There is growing evidence that media use has a negative impact on adolescent sleep; for example texting at night has been associated with later bedtime, less time in bed, and daytime tiredness.8;9 Media use may impact sleep by delaying bedtime and displacing time available for sleep, contributing to mental activation that can hinder ease of falling asleep, and/or from the light from screen-based devices that can delay the onset of sleep.10
Tips For Limiting Impact of Media on Your Child’s Sleep
Here are some ideas for minimizing the impact media has on your child’s sleep:
- Create, follow, and revise a Family Media Use Plan– healthychildren.org recommends families create a Family Media Use Plan to address the type and amount of media use appropriate for each child. Two key components of the plan are to establish an electronics shut-off time and to discuss where electronics will be stored overnight.
- Ensure that media devices are stored and charged outside of the child’s bedroom.
- Set a bedtime routine that includes a bedtime set by parents (for older teens, set a bedtime with them collaboratively). Research suggests that parent-set bedtimes are associated with adolescents getting more sleep and feeling better during the day.11
- Check out this Bedtime Calculator to monitor sleep.
- If your child uses their mobile phone as an alarm clock, consider investing in a digital alarm clock from the drug store so that their phone will not sit by their bedside at night.

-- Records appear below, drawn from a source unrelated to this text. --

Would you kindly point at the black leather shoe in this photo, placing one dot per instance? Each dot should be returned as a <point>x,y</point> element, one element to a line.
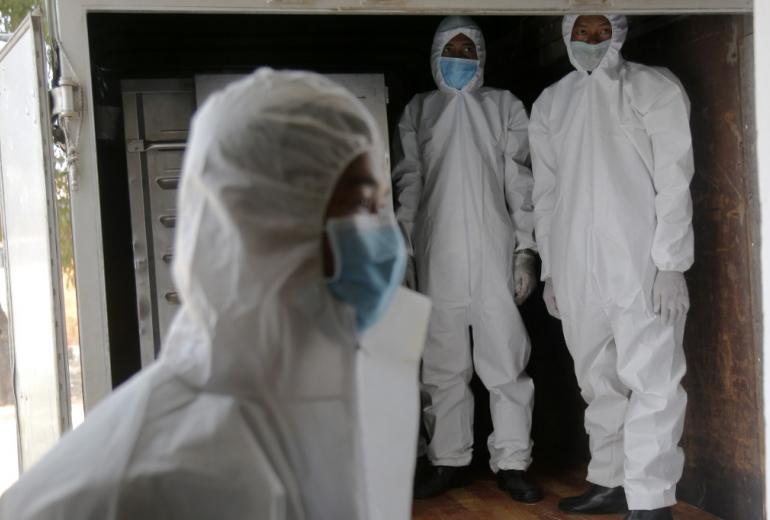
<point>515,483</point>
<point>664,513</point>
<point>437,480</point>
<point>598,500</point>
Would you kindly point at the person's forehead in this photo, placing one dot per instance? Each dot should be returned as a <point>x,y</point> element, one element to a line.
<point>592,20</point>
<point>461,38</point>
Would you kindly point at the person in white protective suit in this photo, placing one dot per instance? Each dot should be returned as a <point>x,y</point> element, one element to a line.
<point>612,160</point>
<point>464,203</point>
<point>250,412</point>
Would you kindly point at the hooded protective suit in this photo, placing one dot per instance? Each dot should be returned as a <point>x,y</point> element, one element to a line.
<point>464,194</point>
<point>251,411</point>
<point>612,160</point>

Set a good example for your child! To model healthy sleep/device management, youshould:
- Store your mobile phone outside of your bedroom
- Limit time using media devices
- Increase time spent on physical activities
- Demonstrate healthy sleep habits
Encourage healthy media use and healthy sleep habits for all the members of your family!
(1) AAP Council on Communications and Media. Media use in school-aged children and adolescents. Pediatrics 2016;138:e20162592.
(2) Adachi-Mejia AM, Edwards PM, Gilbert-Diamond D, Greenough GP, Olson AL. TXT me I’m only sleeping: adolescents with mobile phones in their bedroom. Fam Community Health 2014;37:252-257.
(3) Fobian AD, Avis K, Schwebel DC. Impact of Media Use on Adolescent Sleep Efficiency. J Dev Behav Pediatr 2016;37:9-14.
(4) McKnight-Eily LR, Eaton DK, Lowry R, Croft JB, Presley-Cantrell L, Perry GS. Relationships between hours of sleep and health-risk behaviors in US adolescent students. Prev Med 2011;53:271-273.
(5) Hirshkowitz M, Whiton K, Albert SM et al. National Sleep Foundations’ sleep time duration recommendations: methodology and results summary. Sleep Health 2015;1:40-43.
(6) Eaton DK, McKnight-Eily LR, Lowry R, Perry GS, Presley-Cantrell L, Croft JB. Prevalence of insufficient, borderline, and optimal hours of sleep among high school students – United States, 2007. J Adolesc Health 2010;46:399-401.
(7) Basch CE, Basch CH, Ruggles KV, Rajan S. Prevalence of sleep duration on an average school night among 4 nationally representative successive samples of American high school students, 2007-2013. Prev Chronic Dis 2014;11:E216.
(8) Garmy P, Ward TM. Sleep Habits and Nighttime Texting Among Adolescents. J Sch Nurs 2017;1059840517704964.
(9) Reid Chassiakos YL, Radesky J, Christakis D, Moreno MA, Cross C. Children and Adolescents and Digital Media. Pediatrics 2016;138.
(10) Harbard E, Allen NB, Trinder J, Bei B. What’s Keeping Teenagers Up? Prebedtime Behaviors and Actigraphy-Assessed Sleep Over School and Vacation. J Adolesc Health 2016;58:426-432.
(11) Short MA, Gradisar M, Wright H, Lack LC, Dohnt H, Carskadon MA. Time for bed: parent-set bedtimes associated with improved sleep and daytime functioning in adolescents. Sleep 2011;34:797-800.